Are you gambling with your retirement future?
If you rely too much on the tools and tricks of the financial planning trade, you’re gambling with your future.
In my practice, I use sophisticated stochastic modeling tools to map out your retirement possibilities under any number of variables. These are also known as Monte Carlo simulations.
Already sounds like gambling, doesn’t it?
(Hint: it can be.)
Providing a road map
These simulations look at as many variables as we can possibly anticipate to find you the freedom you want in retirement.
Of course, an ideal retirement is a stretch for most of my clients—even the wealthy ones. So these simulations are really about helping you see the various open roads stretching in front of you and choosing which one to start driving down for retirement.
But even in the age of smartphones that tell you the fastest route to get from point A to point B, detours and road construction doesn’t always show up on your fancy digital roadmap.
In my opinion, it doesn’t matter how well GPS can pinpoint your current location if it doesn’t know anything about the major factors that could cost you time, headaches and money.
That’s where the simulations and modeling comes in handy. If your ideal retirement future requires a budget of $10,000 per year for travel and you want to pass on $1 million in assets to your kids, modeling can show you various roads to take you there, in theory.
Basically, to create a map for you.
Maybe you will do some consulting work to fund the travel while upping the ante on your investments to reach your asset goals. Or perhaps you’ll cut the general lifestyle budget and start saving more now to make sure you can still reach those two ideals you dream of for retirement.
Either road has the potential to take you to your ideal retirement. But whatever route you choose, know that a simulation is just that—a simulation.
And simulations will differ from reality.
Every time.
Updating the map
Last week, I talked about how robots could steal your retirement because of technology advances. The week before I introduced to you my Agile Retirement Management system that takes into account the general volatility of markets—and life.
So let’s be honest, even with sophisticated modeling provided by computerized tools that predict as much of your future as possible, financial planners can’t see the future.
What I do see clearly are the present and the past. And that informs the “map,” but doesn’t tell you about the road construction on the way.
That’s why, no matter how much data you throw at a Monte Carlo simulation, and no matter how good that data is, you’re still gambling on an outcome if you chase it down full throttle.
Who’s to say the bridge won’t be out on the retirement road you chose? Your life is static in a simulation, but fluid in reality.
If I had all the data points of your life in the future, I could paint your retirement by numbers. But I don’t.
The best thing I can possibly do is run simulations that show how various gambles could play out, how unseen variables could impact you and generally guess at your best retirement future based on what I do know.
Then, when your retirement road takes a detour, I’m there to usher you back in the right direction.

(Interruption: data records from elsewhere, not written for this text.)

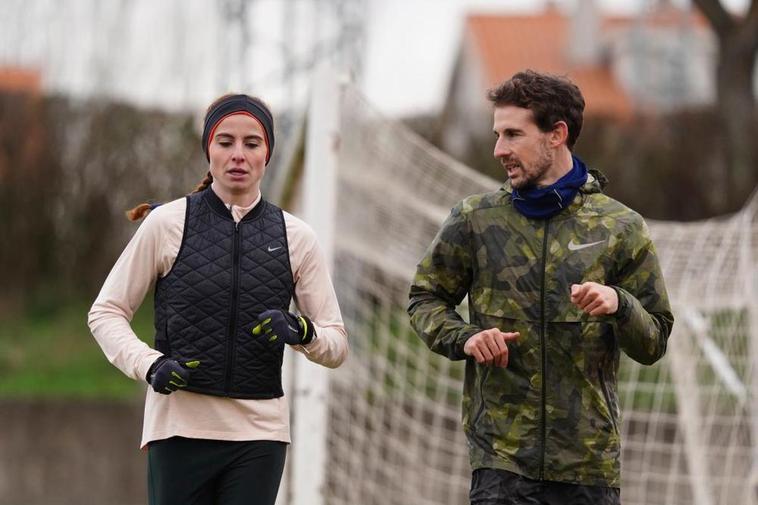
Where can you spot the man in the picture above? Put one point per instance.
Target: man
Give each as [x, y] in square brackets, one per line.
[560, 278]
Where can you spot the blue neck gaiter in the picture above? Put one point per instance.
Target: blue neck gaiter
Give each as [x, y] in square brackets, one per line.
[544, 203]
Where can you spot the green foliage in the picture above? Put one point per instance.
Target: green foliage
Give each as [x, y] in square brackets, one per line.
[49, 352]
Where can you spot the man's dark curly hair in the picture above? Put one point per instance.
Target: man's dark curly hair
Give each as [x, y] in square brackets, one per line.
[551, 99]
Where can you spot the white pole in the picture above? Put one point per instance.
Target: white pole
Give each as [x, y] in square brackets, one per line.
[311, 382]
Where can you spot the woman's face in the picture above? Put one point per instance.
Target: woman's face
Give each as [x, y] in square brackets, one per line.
[237, 155]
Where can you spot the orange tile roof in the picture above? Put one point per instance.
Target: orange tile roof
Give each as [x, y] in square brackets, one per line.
[20, 79]
[508, 44]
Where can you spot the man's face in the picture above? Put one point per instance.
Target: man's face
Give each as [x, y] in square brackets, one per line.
[524, 151]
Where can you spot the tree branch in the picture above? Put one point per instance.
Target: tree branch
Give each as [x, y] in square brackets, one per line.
[718, 16]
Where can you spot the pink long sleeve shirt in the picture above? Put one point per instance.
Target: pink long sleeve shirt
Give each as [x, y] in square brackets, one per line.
[150, 254]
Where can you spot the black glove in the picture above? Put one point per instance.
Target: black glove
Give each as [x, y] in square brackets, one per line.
[286, 327]
[166, 375]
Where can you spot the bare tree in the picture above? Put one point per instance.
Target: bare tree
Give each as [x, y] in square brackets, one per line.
[738, 44]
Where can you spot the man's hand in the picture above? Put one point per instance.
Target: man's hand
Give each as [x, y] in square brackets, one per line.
[166, 375]
[490, 347]
[595, 299]
[281, 326]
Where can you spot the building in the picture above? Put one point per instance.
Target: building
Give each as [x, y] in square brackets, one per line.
[658, 61]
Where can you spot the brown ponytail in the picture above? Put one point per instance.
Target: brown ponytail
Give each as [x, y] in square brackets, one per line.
[138, 212]
[141, 210]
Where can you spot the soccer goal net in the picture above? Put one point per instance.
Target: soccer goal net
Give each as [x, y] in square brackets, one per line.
[393, 434]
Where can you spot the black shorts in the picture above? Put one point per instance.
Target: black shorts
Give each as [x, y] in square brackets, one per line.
[500, 487]
[187, 471]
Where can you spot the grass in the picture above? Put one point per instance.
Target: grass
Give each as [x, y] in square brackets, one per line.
[51, 354]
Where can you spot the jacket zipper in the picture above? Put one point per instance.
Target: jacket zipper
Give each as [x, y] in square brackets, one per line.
[607, 396]
[543, 351]
[233, 317]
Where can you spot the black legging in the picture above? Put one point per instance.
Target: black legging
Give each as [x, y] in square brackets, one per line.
[186, 471]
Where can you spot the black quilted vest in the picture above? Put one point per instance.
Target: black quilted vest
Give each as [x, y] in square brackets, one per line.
[225, 274]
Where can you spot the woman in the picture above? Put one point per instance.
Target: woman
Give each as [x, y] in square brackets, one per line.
[226, 265]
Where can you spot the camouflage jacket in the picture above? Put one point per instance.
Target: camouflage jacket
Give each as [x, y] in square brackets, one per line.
[553, 413]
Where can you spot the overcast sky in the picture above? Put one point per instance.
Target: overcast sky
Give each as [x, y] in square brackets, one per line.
[176, 54]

I plan for the volatility of life constantly. Yeah, it’s freaky not knowing the future. I have my own fears about retirement, too.
But knowing that you are working with an adaptive, agile financial manager will help give you peace of mind.
Together, we can handle the bumps in your retirement road.
The key is to have the little conversations that keep you on the right road—and to make sure you’re never blindsided by a railroad crossing you didn’t see coming.
When you’re gambling with your future
You gamble with your future most when you don’t use the tools available to you—or to your financial planner.
But here’s the gamble I see more often: relying too much on the roadmaps provided by those same tools.
Your retirement map needs to be fluid. Remember that and preparing for retirement won’t be so much of a gamble.
Question of the week:
What unexpected financial detours have come your way in life? Will those stop, slow or accelerate during retirement?